Central to the album's success is singer Tom Smith's engagingly passionate baritone. The presence of Ian Curtis looms heavy in the air when he sings, and the lyrics have enough of Curtis' taut anxiety running through them to suggest that Unknown Pleasures was a carefully studied record in the Smith household. What delivers these songs from being mere copies however, are the pop sensibilities on display. Moments of sheer excitement inform the rousing choruses in "Open Your Arms" and "Lights", as the band touch on something that is more in debt to The Cure at their most radio-friendly than any crucifix toting Goth band. The set does suffer from something of a mid-album lull and a few songs that could be described as samey, but it is expected that a debut album is usually imperfect. It's ultimately to the bands infinite advantage that the songs don't parody Ian Curtis' desolate howl from the dark, and even in their gloomiest moments, Editors never lose sight of 'the tunes'.

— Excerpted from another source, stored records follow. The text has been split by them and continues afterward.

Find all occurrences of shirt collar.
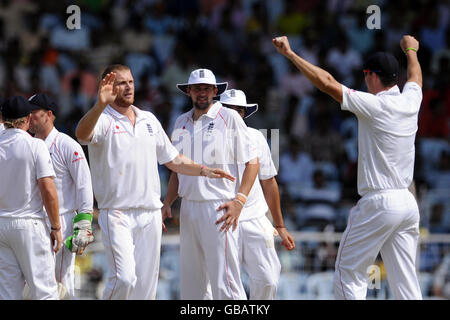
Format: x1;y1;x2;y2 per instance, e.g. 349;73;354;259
186;101;222;120
376;85;400;96
105;105;144;122
45;127;59;148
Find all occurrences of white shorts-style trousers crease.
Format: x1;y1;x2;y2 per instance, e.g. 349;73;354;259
46;212;76;300
239;216;281;300
99;209;162;300
0;218;58;300
334;189;422;300
180;199;247;300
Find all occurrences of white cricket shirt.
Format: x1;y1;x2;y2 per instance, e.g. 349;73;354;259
341;82;422;196
172;101;256;201
45;128;94;215
239;127;277;221
0;128;55;218
80;106;178;210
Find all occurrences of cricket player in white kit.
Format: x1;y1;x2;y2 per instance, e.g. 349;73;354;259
273;35;422;299
163;69;259;300
220;89;295;300
0;97;62;300
29;93;94;299
76;65;234;300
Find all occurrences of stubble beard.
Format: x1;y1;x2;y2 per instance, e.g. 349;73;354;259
194;100;213;110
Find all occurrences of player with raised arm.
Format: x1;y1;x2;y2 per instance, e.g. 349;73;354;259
272;35;422;299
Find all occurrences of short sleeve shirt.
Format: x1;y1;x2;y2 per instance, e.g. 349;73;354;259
239;128;277;221
80;106;178;210
172;102;257;201
0;128;55;218
45;128;94;215
341;82;422;195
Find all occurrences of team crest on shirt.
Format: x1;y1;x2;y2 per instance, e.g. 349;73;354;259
147;123;153;136
72;151;84;163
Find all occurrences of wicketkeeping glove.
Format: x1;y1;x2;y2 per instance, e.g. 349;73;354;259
65;213;94;255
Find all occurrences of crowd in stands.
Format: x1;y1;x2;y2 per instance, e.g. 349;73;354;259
0;0;450;298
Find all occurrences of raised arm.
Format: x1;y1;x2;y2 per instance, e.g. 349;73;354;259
400;35;422;87
161;172;178;231
38;177;63;252
272;36;342;103
75;72;118;141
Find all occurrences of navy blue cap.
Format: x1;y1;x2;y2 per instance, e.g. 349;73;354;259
363;52;399;80
2;96;32;119
28;93;58;116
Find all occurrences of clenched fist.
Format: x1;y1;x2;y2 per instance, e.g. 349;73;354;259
272;36;292;57
400;35;419;53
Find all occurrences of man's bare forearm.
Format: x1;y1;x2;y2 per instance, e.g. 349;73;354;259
75;102;106;141
260;177;284;227
164;172;178;206
38;177;61;228
238;158;259;196
286;51;342;103
406;50;422;87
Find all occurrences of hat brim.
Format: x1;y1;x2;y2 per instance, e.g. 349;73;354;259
177;82;228;96
244;103;258;118
221;102;258;119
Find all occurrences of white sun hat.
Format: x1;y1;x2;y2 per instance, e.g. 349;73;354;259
177;69;228;95
220;89;258;118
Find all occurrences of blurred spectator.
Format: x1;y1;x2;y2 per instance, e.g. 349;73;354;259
277;0;308;35
326;33;362;87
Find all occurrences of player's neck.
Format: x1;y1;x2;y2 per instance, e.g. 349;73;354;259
111;103;136;126
34;125;53;140
192;103;214;121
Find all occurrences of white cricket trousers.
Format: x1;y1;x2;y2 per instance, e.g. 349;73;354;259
334;189;422;300
180;199;247;300
46;212;76;300
239;216;281;300
99;209;162;300
0;218;58;300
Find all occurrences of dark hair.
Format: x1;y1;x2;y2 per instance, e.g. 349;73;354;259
102;63;130;79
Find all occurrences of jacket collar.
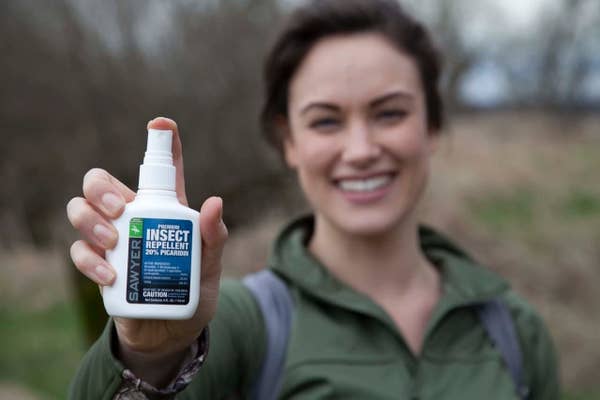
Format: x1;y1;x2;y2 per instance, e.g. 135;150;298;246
269;216;509;329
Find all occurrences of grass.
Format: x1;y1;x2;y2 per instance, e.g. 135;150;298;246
0;302;85;399
470;188;536;233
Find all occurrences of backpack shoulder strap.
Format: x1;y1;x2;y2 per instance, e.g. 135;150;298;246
476;299;529;400
242;269;294;400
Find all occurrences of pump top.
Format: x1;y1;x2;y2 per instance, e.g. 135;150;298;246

Editors flirt with the darkness but they are clever enough not to be consumed by it. The Joy Division comparisons might well lazy, but listening to The Back Room, they are undeniable. Of course the band never has quite the same sense of urgency and destiny that meant a band like Joy Division were enshrined in greatness. What they do have is the panache to make brilliantly crafted and perfectly timed indie rock and roll that ensures they fit snugly into the post-Franz musical landscape. Editors offer a darker, more dangerous alternative to most of the arch nu-wave rock around. They sound like a more cynical, foreboding Bloc Party, like Franz Ferdinand with a heart. The Back Room is an assured debut album from a promising band. Greatness, for the moment, might elude them, but Editors are the real deal. The spiky guitars and swirling synth textures that make up this record are hardly visionary, but when it's all done as effortlessly as this, it sure is exciting. Touching on desolate themes of loss and mortality and shooting them through with a sparky, almost hopeful abandon, the songs Editors have given us here are definitely worth listening to.